1
votes

I have yaml data like the input below and i need output as key value pairs

Input

a="""
--- !ruby/hash:ActiveSupport::HashWithIndifferentAccess
code:
- '716'
- '718'
id:
- 488
- 499
"""

ouput needed

{'code': ['716', '718'], 'id': [488, 499]}

The default constructor was giving me an error. I tried adding new constructor and now its not giving me error but i am not able to get key value pairs. FYI, If i remove the !ruby/hash:ActiveSupport::HashWithIndifferentAccess line from my yaml then it gives me desired output.

def new_constructor(loader, tag_suffix, node):

     if type(node.value)=='list':
         val=''.join(node.value)
     else:
         val=node.value
     val=node.value
     ret_val="""
     {0}
     """.format(val)
     return ret_val

yaml.add_multi_constructor('', new_constructor)
yaml.load(a)

output

"\n     [(ScalarNode(tag=u'tag:yaml.org,2002:str', value=u'code'), SequenceNode(tag=u'tag:yaml.org,2002:seq', value=[ScalarNode(tag=u'tag:yaml.org,2002:str', value=u'716'), ScalarNode(tag=u'tag:yaml.org,2002:str', value=u'718')])), (ScalarNode(tag=u'tag:yaml.org,2002:str', value=u'id'), SequenceNode(tag=u'tag:yaml.org,2002:seq', value=[ScalarNode(tag=u'tag:yaml.org,2002:int', value=u'488'), ScalarNode(tag=u'tag:yaml.org,2002:int', value=u'499')]))]\n     "

Please suggest.

2

2 Answers

1
votes

This is not a solution using PyYAML, but I recommend using ruamel.yaml instead. If for no other reason, it's more actively maintained than PyYAML. A quote from the overview

Many of the bugs filed against PyYAML, but that were never acted upon, have been fixed in ruamel.yaml

To load that string, you can do

import ruamel.yaml
parser = ruamel.yaml.YAML()

obj = parser.load(a)  # as defined above.
1
votes

I strongly recommend following @Andrew F answer, but in case you wonder why your code did not get the proper result, that is because you don't correctly process the node under the tag in your tag handling.
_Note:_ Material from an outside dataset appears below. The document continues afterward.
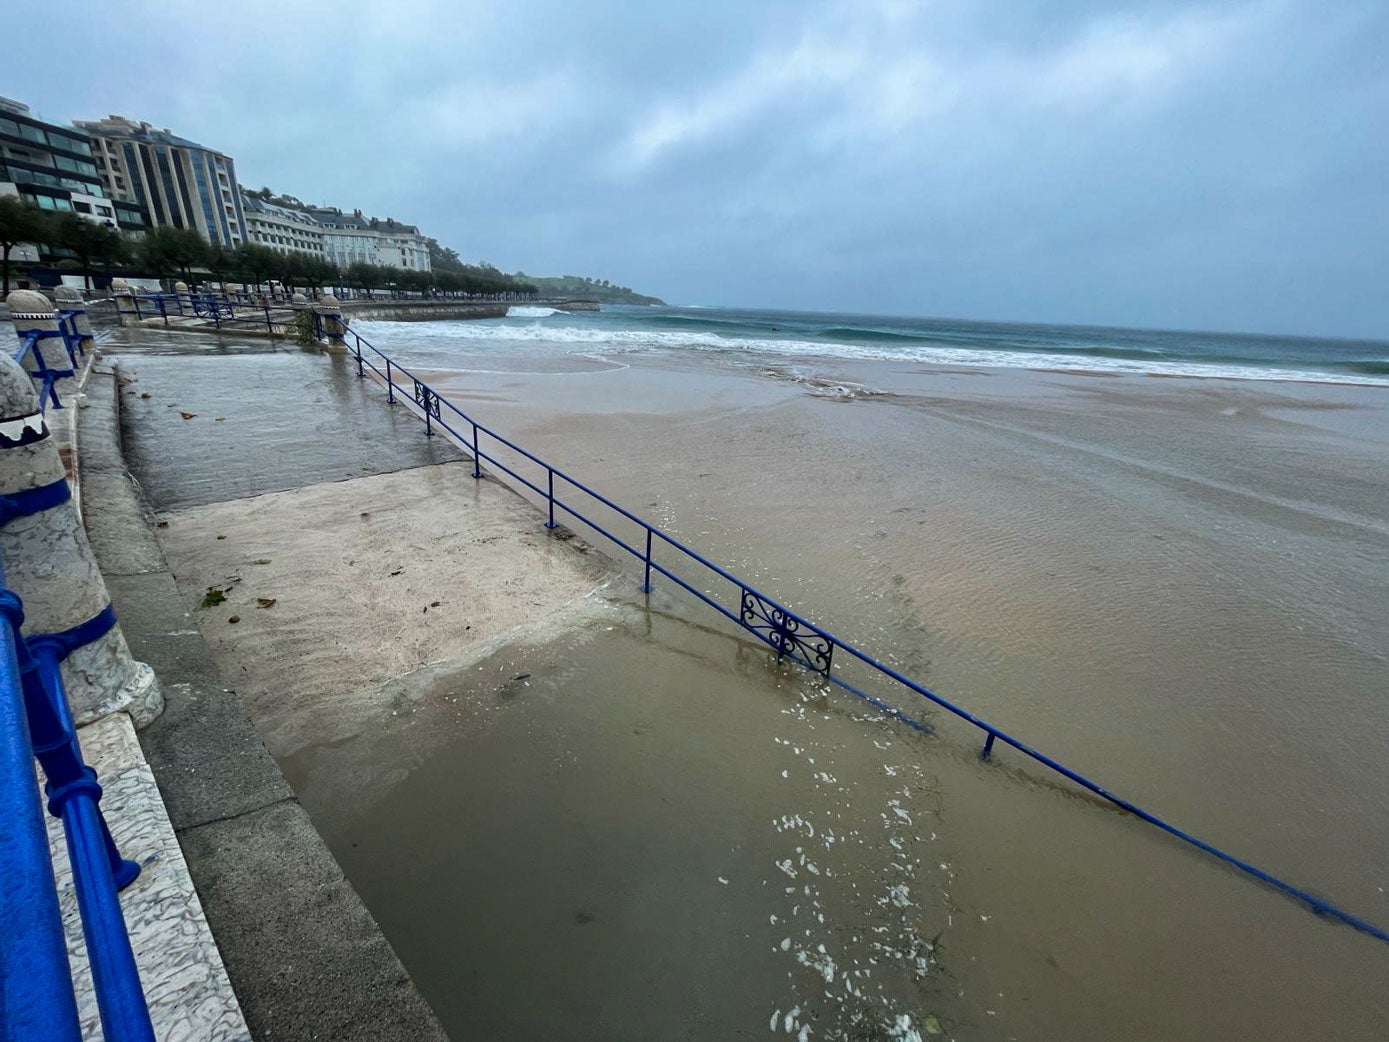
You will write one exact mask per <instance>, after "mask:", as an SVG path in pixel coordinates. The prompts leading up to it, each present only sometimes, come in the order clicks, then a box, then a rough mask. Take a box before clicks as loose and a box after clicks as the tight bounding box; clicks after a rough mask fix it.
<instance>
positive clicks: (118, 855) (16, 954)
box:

Although the node's value is a list (of tuples with key value pairs), you should test for the type of the node itself (using isinstance) and then hand it over to the "normal" mapping processing routine as the tag is on a mapping:

import yaml
from yaml.loader import SafeLoader

a = """\
--- !ruby/hash:ActiveSupport::HashWithIndifferentAccess
code:
- '716'
- '718'
id:
- 488
- 499
"""

def new_constructor(loader, tag_suffix, node):
    if isinstance(node, yaml.nodes.MappingNode):
        return loader.construct_mapping(node, deep=True)
    raise NotImplementedError

yaml.add_multi_constructor('', new_constructor, Loader=SafeLoader)


data = yaml.load(a, Loader=SafeLoader)
print(data)

which gives:

{'code': ['716', '718'], 'id': [488, 499]}

You should not use PyYAML's yaml.load(), it is documented to be potentially unsafe and above all it is not necessary. Just add the new constructor to the SafeLoader.